Perdonatemi questa introduzione ma penso che Vi possa aiutare per quanto ora Vi vengo a chiedere, io da ancuni anni sto consumado della glucosamina ed al ulcuni la chiamano glucosammina, mi sono ritrovato dopo alcuni problemi alle ginocchia, dolori di carattere articolari, fatto indagini del caso mi hanno riscontrato come potete intuire, riduzione della cartilagine.

Glucosamina solfato

Ora dalla mia esperienza e vivendo quotidianamente con la mamma, non posso nasconderVi che di tanto in tanto chiedo al medico se si può fare qualcosa per le ginocchia della mamma, abbiamo fatto anche delle infiltrazioni, ma l’esito e moderato e temporaneo, anche al centro anziani le fanno della ginnastica alle articolazioni, ma queste ultime settimane vedo che sta peggiorando la situazione.

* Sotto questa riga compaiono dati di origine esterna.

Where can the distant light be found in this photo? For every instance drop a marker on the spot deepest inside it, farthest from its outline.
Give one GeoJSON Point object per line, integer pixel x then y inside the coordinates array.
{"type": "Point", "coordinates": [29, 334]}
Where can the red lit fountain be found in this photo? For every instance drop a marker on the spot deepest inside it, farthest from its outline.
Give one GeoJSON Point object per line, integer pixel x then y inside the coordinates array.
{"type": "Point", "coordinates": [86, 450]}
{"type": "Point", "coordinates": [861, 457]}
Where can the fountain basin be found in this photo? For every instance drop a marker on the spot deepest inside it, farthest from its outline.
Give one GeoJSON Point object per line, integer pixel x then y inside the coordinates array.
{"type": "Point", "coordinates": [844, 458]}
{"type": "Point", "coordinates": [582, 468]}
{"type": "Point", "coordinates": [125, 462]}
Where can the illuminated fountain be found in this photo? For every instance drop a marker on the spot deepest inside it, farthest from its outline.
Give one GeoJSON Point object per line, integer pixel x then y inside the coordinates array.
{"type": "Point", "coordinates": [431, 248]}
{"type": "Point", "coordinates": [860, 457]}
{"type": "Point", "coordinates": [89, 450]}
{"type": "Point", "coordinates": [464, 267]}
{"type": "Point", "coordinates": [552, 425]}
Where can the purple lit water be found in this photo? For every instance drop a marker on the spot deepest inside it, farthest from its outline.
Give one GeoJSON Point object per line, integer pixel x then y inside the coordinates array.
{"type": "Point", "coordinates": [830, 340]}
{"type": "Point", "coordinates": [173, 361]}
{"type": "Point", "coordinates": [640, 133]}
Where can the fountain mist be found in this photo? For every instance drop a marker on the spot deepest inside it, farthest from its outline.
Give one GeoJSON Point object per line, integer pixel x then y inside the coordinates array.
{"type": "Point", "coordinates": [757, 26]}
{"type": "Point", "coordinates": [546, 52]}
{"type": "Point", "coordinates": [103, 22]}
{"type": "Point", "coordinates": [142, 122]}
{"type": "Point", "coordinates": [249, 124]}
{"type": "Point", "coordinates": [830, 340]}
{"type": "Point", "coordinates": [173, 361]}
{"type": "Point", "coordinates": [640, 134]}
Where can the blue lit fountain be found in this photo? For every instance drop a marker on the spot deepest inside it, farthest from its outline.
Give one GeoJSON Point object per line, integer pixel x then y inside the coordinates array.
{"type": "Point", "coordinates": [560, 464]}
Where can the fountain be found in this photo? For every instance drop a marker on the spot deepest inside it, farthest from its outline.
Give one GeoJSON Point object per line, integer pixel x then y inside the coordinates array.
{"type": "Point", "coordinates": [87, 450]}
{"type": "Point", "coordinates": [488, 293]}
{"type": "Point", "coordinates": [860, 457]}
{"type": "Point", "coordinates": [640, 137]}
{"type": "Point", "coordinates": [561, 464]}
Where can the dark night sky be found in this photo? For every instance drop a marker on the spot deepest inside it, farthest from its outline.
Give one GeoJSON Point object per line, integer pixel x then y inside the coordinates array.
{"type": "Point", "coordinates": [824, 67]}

Ho trovato il Vs. sito come potete immaginare curiosando e curiosando, mi sono soffermato sul Vs. sito scusate (non voglio incipriare il piumino) ma mi ha dato un’ottima impressione.
La mia richiesta è, per una persona anziana della sua età quale puo essere una controindicazione, quale dose giornaliera la piu indicata, la formulazione in compresse o granulare, e per ultimo parlando con una Dott.sa mi a detto che la glucosamina cè pure anche in fiale, io che da anni la sto assumendo, non lo sapevo ed pure in Farmacie e in Parafarmacie non mi è stata mai offerta.

Risposta:
Se Sua madre ha sempre più problemi alle articolazioni e si tratta di artrosi (assottigliamento della cartilagine articolare), allora c’é una buona probabilità di successo con la glucosamina. Se Sua madre ha artrite (infiammazione articolare) allora le probabilità di successo sono molto minori.

La glucosamina e’ un integratore con pochi effetti indesiderati, sicuramente se paragonata a molti antidolorifici. L’effetto indesiderato più ricorrente (circa il 3-5% delle persone che usano la glucosamina ne risentono) e’ una ipersensibilità allo stomaco e all’intestino, cosa che si può manifestare con acido gastrico e feci molli. Visto che Sua madre prende un gastro protettivo, Le consiglio di consultare prima il medico curante di Sua madre. Si può diminuire la possibilità di ipersensibilità prendendo la dose giornaliera di due capsule ai pasti.

Per quanto riguarda interazioni con gli altri medicinali che Sua madre usa, non ci sono controindicazioni conosciute.

La glucosamina che vendiamo e’ in forma di capsula. Persone che trovano difficile inghiottire le capsule possono prendere quella in polvere, in vendita in farmacia. Purtroppo però spesso costa 5 volte di più! Se si compra quella in capsule, si possono sempre aprire le capsule (svitando le due estremità) e mischiare la polvere a latte, succo di frutta o yoghurt.

Il fatto che Sua madre fa ancora della ginnastica può prevenire problemi alle articolazioni fino ad un certo punto ma non del tutto. La glucosamina può essere d’aiuto ma non so dirLe a priori se avrà successo. Solo provando si può vedere se Sua madre risponde bene all’integratore. I primi miglioramenti subentrano dopo alcune settimane d’uso e noi consigliamo di provare a prendere la glucosamina per almeno 3 mesi (1 barattolo) visto che a quel punto si ottiene il massimo dell’effetto. Vista l’età di Sua madre e la Sua condizione di salute, Le consiglio di consultare il suo medico curante prima di iniziarne l’assunzione.